2.3. Oxidative Stress

Pregnant women experience an increase in oxygen consumption due to their increase in energy expenditure [87]. In GDM, oxidative stress, an imbalance between reactive oxygen species (ROS) and anti-oxidant enzyme levels was observed [88,89,90]. This has prompted the suggestion that oxidative stress contributes to the pathophysiology of GDM although concrete links have yet to be established; however, the link between T2DM and oxidative stress has been strongly established [91,92,93]. Alteration in free radical–anti-oxidant balance, glucose oxidation, lipid peroxidation, and production of AGEs, which are common in diabetes mellitus, can result in elevated levels of ROS, causing a state of oxidative stress. In pregnancy, a higher-than-usual level of ROS can be attributed to increased amounts of transitional metal ions e.g., iron and a mitochondria-rich placenta [91]. ROS modulates the insulin-signaling pathway via two mechanisms. The first mechanism involves the production of ROS in response to insulin where higher organisms have evolved the use of NO and ROS as signaling molecules for other physiological functions including regulation of vascular tone, monitoring of oxygen tension in the control of ventilation and signaling transduction from membrane receptors in various physiological processes. In the second mechanism, ROS negatively regulates the insulin pathway leading to reduced insulin secretion and consequently insulin resistance [37]. ROS trigger insulin resistance in the peripheral tissues by affecting various points in insulin receptor signal transduction, ultimately resulting in decreased expression of GLUT4 transporter in the cellular membrane [94]. Besides increased level of ROS, anti-oxidant enzymes such as SOD and CAT were found to be lower in diabetic control rats [43,44,45]. Superoxide dismutase activity and protein carbonyl content in the placenta were also found to be relatively low in GDM [95]. Superoxide dismutase regulates superoxides, which is a by-product of glucose metabolism and causes cellular damage.
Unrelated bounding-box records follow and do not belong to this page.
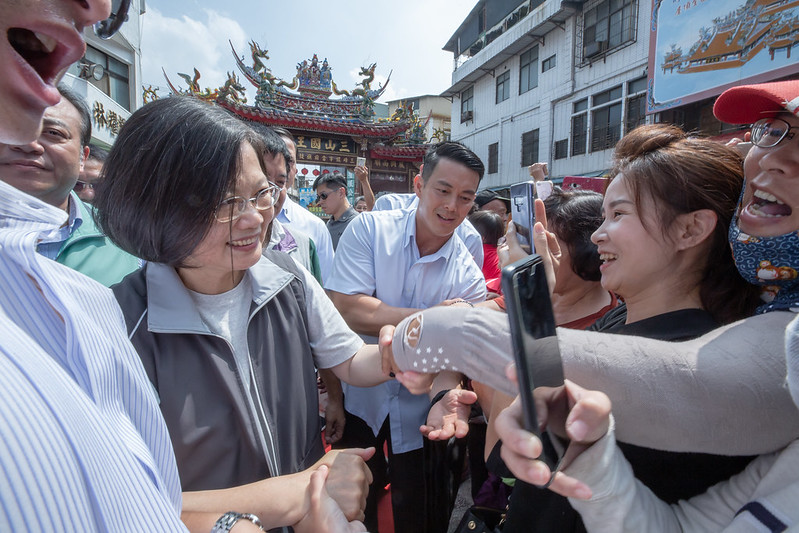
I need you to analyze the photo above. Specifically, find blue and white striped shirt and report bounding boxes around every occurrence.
[0,182,185,532]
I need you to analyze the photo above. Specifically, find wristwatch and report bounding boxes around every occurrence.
[211,511,264,533]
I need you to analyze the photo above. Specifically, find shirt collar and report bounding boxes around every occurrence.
[405,205,456,263]
[145,257,294,334]
[0,181,68,232]
[67,191,83,235]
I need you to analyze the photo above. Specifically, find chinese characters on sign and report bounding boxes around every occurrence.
[92,102,125,135]
[297,135,356,166]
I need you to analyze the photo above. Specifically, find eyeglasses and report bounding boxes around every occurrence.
[214,183,280,222]
[73,180,100,192]
[752,117,799,148]
[94,0,131,39]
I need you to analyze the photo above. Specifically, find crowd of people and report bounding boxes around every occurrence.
[0,0,799,533]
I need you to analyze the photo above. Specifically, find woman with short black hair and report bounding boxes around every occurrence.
[96,97,387,527]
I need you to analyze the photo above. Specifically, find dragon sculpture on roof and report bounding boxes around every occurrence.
[161,68,247,104]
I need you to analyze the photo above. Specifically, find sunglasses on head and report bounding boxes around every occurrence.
[73,180,99,192]
[94,0,131,39]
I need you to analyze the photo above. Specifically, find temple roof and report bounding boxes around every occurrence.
[371,144,430,161]
[218,101,410,140]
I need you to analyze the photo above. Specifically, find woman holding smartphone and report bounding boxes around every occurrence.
[386,81,799,529]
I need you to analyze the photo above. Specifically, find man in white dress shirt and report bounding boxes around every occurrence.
[273,128,333,281]
[325,142,485,533]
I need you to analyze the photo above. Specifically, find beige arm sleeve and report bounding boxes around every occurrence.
[393,307,799,455]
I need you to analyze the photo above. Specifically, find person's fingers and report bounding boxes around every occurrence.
[533,198,548,229]
[394,370,436,395]
[450,389,477,405]
[325,420,344,444]
[377,325,397,376]
[505,363,519,385]
[548,472,592,500]
[494,396,541,459]
[533,222,560,295]
[566,380,611,443]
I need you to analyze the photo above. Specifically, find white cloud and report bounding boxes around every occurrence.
[142,8,250,99]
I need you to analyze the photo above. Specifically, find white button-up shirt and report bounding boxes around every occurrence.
[277,196,334,281]
[372,193,483,268]
[0,182,185,531]
[325,209,486,453]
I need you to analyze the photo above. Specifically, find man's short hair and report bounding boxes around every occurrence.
[89,143,108,163]
[58,83,92,147]
[313,172,347,190]
[422,141,485,183]
[249,122,292,174]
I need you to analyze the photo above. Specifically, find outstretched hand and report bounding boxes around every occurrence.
[533,199,561,295]
[419,389,477,440]
[294,465,366,533]
[311,448,375,520]
[377,325,436,394]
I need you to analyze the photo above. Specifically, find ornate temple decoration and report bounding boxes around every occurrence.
[156,41,430,192]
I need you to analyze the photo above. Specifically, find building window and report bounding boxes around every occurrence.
[519,46,538,94]
[591,85,622,152]
[555,139,569,159]
[572,98,588,155]
[84,46,130,111]
[583,0,637,59]
[522,130,538,167]
[488,143,499,174]
[461,85,474,124]
[624,76,646,133]
[497,70,510,103]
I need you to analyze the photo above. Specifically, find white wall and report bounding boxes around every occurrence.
[452,0,651,187]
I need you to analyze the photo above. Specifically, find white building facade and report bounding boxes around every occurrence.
[62,0,145,147]
[442,0,651,188]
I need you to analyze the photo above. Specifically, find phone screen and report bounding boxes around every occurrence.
[510,181,536,247]
[502,254,569,481]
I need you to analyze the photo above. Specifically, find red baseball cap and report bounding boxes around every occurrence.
[713,80,799,124]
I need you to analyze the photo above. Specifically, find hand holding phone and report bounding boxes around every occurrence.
[502,255,568,481]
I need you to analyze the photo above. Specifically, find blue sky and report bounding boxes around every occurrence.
[142,0,476,102]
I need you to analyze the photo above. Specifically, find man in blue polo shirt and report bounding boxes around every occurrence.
[0,85,140,286]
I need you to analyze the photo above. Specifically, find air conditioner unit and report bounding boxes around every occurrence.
[583,41,608,58]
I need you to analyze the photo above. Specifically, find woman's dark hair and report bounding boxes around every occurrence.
[469,211,505,245]
[612,124,759,324]
[94,96,264,267]
[544,187,602,281]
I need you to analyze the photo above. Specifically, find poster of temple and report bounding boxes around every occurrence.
[648,0,799,112]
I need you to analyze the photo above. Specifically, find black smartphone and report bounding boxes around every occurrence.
[510,181,536,250]
[502,254,569,485]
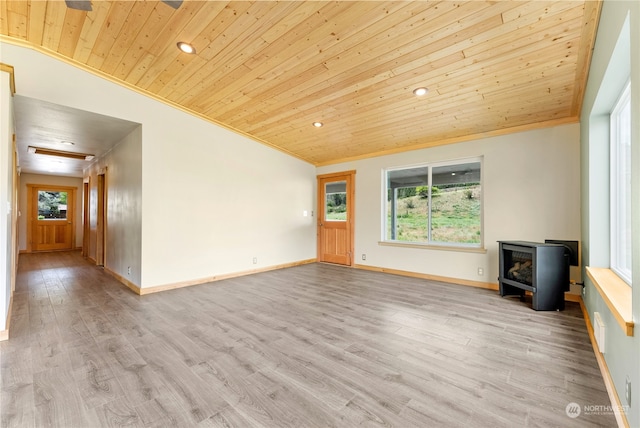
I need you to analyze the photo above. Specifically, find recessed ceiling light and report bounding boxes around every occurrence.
[27,146,95,161]
[413,88,429,97]
[178,42,196,54]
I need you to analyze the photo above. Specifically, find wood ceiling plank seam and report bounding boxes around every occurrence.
[0,0,9,35]
[216,2,516,129]
[123,1,209,85]
[71,1,111,64]
[434,35,579,90]
[182,0,410,112]
[170,3,350,109]
[85,1,134,71]
[346,79,571,130]
[100,1,160,77]
[142,2,255,93]
[464,3,582,60]
[285,108,576,163]
[235,2,420,99]
[205,0,556,127]
[0,1,29,40]
[212,2,482,121]
[58,8,87,58]
[159,2,291,98]
[135,1,226,91]
[234,29,490,134]
[240,2,416,72]
[272,82,570,149]
[309,118,576,167]
[239,54,570,145]
[572,0,602,117]
[41,1,67,52]
[502,1,575,23]
[336,2,584,103]
[211,2,440,120]
[111,2,182,80]
[340,90,569,138]
[7,11,28,40]
[172,4,318,104]
[195,2,288,62]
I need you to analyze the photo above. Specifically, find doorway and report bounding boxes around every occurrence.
[317,171,356,266]
[96,173,107,266]
[27,184,76,252]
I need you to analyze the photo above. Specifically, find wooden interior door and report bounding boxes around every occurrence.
[82,181,91,257]
[28,185,76,251]
[318,171,355,266]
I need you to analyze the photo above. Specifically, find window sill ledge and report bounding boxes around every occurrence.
[586,266,634,336]
[378,241,487,254]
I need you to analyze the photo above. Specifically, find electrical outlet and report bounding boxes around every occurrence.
[624,375,631,406]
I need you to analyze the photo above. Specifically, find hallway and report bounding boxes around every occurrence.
[0,252,616,428]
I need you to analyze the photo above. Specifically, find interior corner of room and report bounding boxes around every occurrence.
[0,0,640,427]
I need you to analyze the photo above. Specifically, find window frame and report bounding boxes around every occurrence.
[609,81,633,286]
[380,155,484,251]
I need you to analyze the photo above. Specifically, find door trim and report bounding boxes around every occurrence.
[316,169,356,266]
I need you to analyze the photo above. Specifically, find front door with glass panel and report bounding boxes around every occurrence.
[318,172,354,266]
[29,186,75,251]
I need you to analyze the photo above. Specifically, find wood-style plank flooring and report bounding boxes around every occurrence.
[0,252,616,428]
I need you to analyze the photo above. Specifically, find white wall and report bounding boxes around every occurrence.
[81,126,142,286]
[1,44,316,287]
[142,105,316,286]
[0,72,14,331]
[18,173,82,251]
[318,124,580,283]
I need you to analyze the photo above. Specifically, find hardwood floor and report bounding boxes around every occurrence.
[0,252,616,427]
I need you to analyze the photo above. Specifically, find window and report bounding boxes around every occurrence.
[38,190,67,220]
[324,181,347,221]
[610,84,631,285]
[384,158,482,247]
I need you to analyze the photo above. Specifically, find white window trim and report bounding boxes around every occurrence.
[378,155,486,252]
[609,82,632,285]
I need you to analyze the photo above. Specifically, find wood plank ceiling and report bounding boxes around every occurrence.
[0,0,601,165]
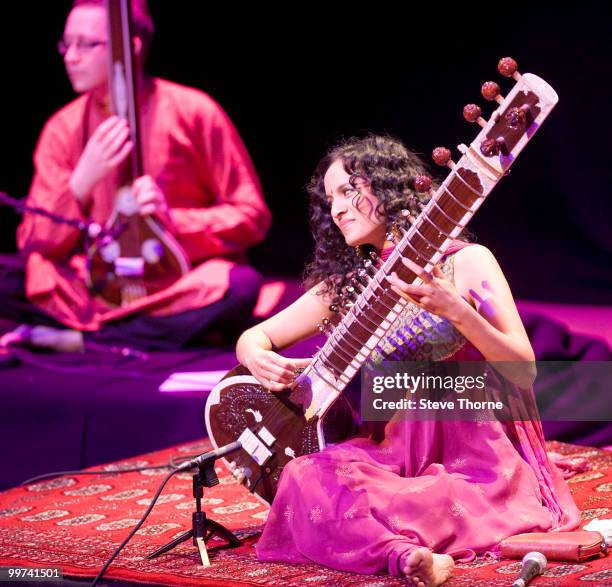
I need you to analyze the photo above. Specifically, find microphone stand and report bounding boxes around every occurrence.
[0,192,120,240]
[147,446,242,567]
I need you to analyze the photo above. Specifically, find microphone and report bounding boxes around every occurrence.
[512,551,548,587]
[177,440,242,471]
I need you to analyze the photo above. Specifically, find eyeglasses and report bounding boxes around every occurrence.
[57,39,108,57]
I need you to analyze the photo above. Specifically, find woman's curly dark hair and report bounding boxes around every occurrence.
[304,135,429,297]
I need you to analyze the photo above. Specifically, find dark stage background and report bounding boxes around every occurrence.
[0,0,612,304]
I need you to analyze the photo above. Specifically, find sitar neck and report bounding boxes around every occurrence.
[106,0,143,184]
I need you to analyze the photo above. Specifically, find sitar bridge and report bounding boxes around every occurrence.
[238,426,276,467]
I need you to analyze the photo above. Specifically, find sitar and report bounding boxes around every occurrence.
[205,57,558,503]
[87,0,190,306]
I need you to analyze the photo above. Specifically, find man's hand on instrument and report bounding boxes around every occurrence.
[132,175,168,216]
[388,258,467,322]
[70,116,133,200]
[246,349,312,392]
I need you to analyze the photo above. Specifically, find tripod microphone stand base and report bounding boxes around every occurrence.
[147,462,242,567]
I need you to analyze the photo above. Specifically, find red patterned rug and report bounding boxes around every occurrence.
[0,442,612,587]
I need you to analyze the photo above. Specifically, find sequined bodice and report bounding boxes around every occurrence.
[370,254,466,363]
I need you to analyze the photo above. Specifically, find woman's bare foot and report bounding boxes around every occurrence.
[402,547,455,587]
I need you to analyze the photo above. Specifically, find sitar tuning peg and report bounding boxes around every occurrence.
[480,82,504,104]
[504,104,531,130]
[497,57,521,81]
[409,175,432,192]
[319,318,333,334]
[463,104,487,128]
[431,147,455,169]
[480,137,508,157]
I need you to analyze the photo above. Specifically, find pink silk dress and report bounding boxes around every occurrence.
[257,250,580,575]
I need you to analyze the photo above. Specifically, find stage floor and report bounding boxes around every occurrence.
[0,441,612,587]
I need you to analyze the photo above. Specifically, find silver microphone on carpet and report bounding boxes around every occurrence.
[177,440,242,471]
[512,551,548,587]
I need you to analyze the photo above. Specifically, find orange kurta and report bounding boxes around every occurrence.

The brain is an organ that is very sensitive to oxidative insults due to its high oxygen consumption rate, abundant lipid content and low anti-oxidant enzymes [96]. Oxidative stress in the brain may promote apoptosis, cell damage, disruption of neuronal function, and loss of synapse, all of which leads to cognitive dysfunction [47]. As previously mentioned, oxidative stress in the brain also promotes the cleavage of APP by β and γ secretase, producing a high concentration of Aβ. Brain insulin resistance may further produce high free radicals and reduce anti-oxidant enzymes in the brain that are already low in GDM to begin with. Free radicals can cause chemical modifications of proteins, lipids, DNA and RNA, thereby compromising the functional and structural integrity of neurons [48]. Consequently, loss of membrane cell functions and reduced neurotransmitter function and neuronal plasticity may be observed. The increase in free radicals also activates the NF-κβ pathway [41] that generates cytokines, where its role in GDM/cognition will be explored more in the next section.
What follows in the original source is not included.